2021-02-03

Distributed Social Media Is HARD

I stumbled upon an article on Mastodon's failings. It's tangentially interesting to this post as most of it is about social problems, but it got me thinking about the technical side of things again. Because the technical issues with designing a distributed social media are... interesting. I'm failing to find the word for it now, but at the face of it the problem just looks deviously simple even though it's actually really really hard.

The article that got me started today, because it mentions how horrible ActivityPub is.

Let's Start Simple

I mean. What is social media anyway? Let's take microblogging as our example, because that's just about publishing a few words into the ether every now and then. It can't be hard at all, can it?

Just type a line with a timestamp in a public file that your followers can check.

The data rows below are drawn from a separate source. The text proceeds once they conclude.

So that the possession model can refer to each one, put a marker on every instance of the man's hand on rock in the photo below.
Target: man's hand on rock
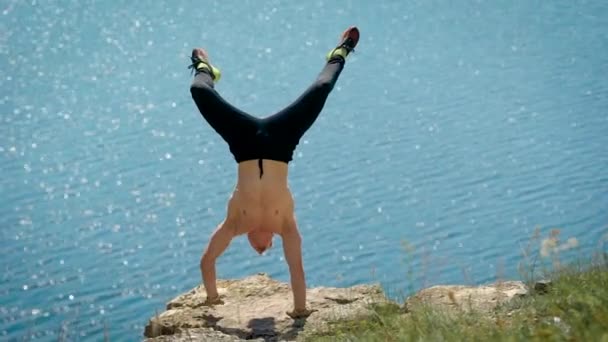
(300, 313)
(210, 301)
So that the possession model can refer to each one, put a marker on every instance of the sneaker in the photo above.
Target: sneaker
(348, 41)
(200, 63)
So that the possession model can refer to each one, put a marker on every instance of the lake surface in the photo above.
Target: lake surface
(454, 131)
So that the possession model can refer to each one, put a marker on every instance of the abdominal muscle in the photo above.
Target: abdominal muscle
(261, 204)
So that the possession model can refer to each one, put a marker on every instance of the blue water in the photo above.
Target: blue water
(455, 128)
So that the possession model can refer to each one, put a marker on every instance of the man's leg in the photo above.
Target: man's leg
(296, 119)
(228, 121)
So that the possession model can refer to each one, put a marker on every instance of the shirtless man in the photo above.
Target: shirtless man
(261, 204)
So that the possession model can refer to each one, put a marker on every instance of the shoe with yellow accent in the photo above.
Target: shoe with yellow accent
(200, 63)
(349, 40)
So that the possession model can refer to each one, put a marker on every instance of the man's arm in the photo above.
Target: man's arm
(217, 244)
(292, 248)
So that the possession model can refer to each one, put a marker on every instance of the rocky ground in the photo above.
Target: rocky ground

It's so simple. If you want to use more common standards you can write an atom feed instead. But we immediately see problems with this. It's an incomplete solution, to say the least. First of all, we're not talking about long form posting; prolific bloggers write new articles on a daily basis, but on social media a median user may post several times in a day if they get into a discussion. We run into issues of scaling message distribution, as I've mentioned earlier on my gemlog:

2021-01-15 Tricks to Scaling Distributed Social Networks

But it's not even just that. Even if you feel that having a thousand users poll your feed every 30 seconds is perfectly fine...

It Gets Harder

Apart from scaling we also need to deal with things like discoverability (how do other users find you?), and mentions (how will you know if someone mentions you, unless you follow their feed?).

I mean, twtxt has gone some way to helping out here. You can push your post to a registry, which synchronizes with other registries and takes some polling load off of your server (if users poll the registry instead). Anyone can add their feed to a registry. It just takes a curl call to do so.

So that's solved then? Sure. Let's move on.

It Gets Even Harder

Actually, anyone can add anyone else's feed to a registry too. I don't at a glance see how this can be used for nefarious purposes, but my gut feeling tells me it can. Authorization is one very hard nut to crack in distributed social media systems. Most of your posts will be public, and that means anyone can read them. With twtxt this is quite obvious, but with Mastodon and other ActivityPub implementations this sometimes trips users up. They may have blocked someone, but that doesn't stop that user from reading their public posts. It does mean you don't have to see their shit, though.

That's something a twtxt client can solve, of course: just filter out stuff from particular users from your mentions as you fetch them from a registry.

But then this is very very basic. We want more from typical social media. We want to post pictures! Have avatars!

I honestly don't know how they do this on top of the tiny twtxt specification, but it doesn't look so simple anymore. They even have markdown support.

This isn't even close to what ActivityPub offers today, and we're barely scratching the surface of the problems we want to solve.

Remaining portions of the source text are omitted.